Extra footage: kzbin.info/www/bejne/fGGmZYhthpqsjrc Fibonacci Numbers in the Mandelbrot Set: kzbin.info/www/bejne/an20p52Jm5uGidk More James Grime videos: bit.ly/grimevideos

Every year, I throw a fibonacci party. Each party is as big as the last two combined.

I'm a simple man. I see James on Numberphile, I'm in.

Fun fact: The author of the paper at 9:20 discovered a proof that there are infinitely many primes using basic topology.

James Prime is back 🙂

i haven't checked this channel in a long while (a few years) and i'm glad to see james is still doing videos with you. he was my favorite part of your channel back when i watched your videos regularly

"Nobody will make a computer simulation." I'll take that as a challenge. I got some results: I did 45000 random sequences, and ended up with 0,98721748 It seems like 64 bits are not enough for enough terms, and enough precision for calculating averages And I can't be bothered to code more.

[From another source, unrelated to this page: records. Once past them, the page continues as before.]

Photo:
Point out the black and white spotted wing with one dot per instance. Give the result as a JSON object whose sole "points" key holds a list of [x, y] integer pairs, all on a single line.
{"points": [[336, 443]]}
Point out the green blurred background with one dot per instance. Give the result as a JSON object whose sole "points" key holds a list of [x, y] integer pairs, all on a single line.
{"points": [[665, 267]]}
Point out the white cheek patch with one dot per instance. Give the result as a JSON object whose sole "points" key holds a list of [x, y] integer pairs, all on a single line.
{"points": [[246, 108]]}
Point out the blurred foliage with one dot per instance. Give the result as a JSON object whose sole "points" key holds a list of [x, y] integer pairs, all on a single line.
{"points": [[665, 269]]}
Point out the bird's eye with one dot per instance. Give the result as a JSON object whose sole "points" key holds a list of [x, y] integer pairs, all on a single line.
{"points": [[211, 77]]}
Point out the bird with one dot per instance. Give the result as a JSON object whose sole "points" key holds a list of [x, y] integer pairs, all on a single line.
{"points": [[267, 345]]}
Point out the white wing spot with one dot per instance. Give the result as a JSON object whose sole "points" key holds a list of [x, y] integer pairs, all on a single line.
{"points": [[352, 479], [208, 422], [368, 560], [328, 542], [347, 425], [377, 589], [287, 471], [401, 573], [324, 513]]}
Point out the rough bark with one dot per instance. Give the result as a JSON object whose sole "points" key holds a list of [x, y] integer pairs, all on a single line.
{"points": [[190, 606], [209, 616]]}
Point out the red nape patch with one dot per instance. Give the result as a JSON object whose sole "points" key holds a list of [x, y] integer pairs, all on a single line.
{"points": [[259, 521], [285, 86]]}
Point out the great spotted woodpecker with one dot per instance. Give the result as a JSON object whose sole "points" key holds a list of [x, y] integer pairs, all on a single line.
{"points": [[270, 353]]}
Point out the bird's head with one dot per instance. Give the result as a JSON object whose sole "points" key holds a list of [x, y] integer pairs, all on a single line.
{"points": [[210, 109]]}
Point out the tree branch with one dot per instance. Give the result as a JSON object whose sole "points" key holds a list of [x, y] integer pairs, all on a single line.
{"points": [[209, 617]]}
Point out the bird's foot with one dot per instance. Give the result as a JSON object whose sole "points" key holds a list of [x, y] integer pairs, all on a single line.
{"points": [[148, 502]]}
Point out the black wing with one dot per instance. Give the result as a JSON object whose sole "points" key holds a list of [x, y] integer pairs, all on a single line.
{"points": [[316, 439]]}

BUT! While doing that I figured out some cool identities: ( F(2^k) )² + ( F(2^k+1) )² = F(2^(k+1)+1) F(2^k) * (2*F(2^k+1) - F(2^k)) = F(2^(k+1)) Example: (F9)²+(F8)²=F17; F8*(2*F9-F8)=F16 Where Fn is the nth Fibonacci number, of course

I was about to say something funny about this but then I tried it, and it's actually impossible for the sequence to have 2 zeroes in a row, because there will always be at least a 1, 2, -1, or -2 somewhere behind or in front of the zero due to zero not being able to change the value of the previous number in the list to zero since the sequence starts with 1. Oh well, I guess there CAN'T be a list that's a few numbers then just infinite zeroes...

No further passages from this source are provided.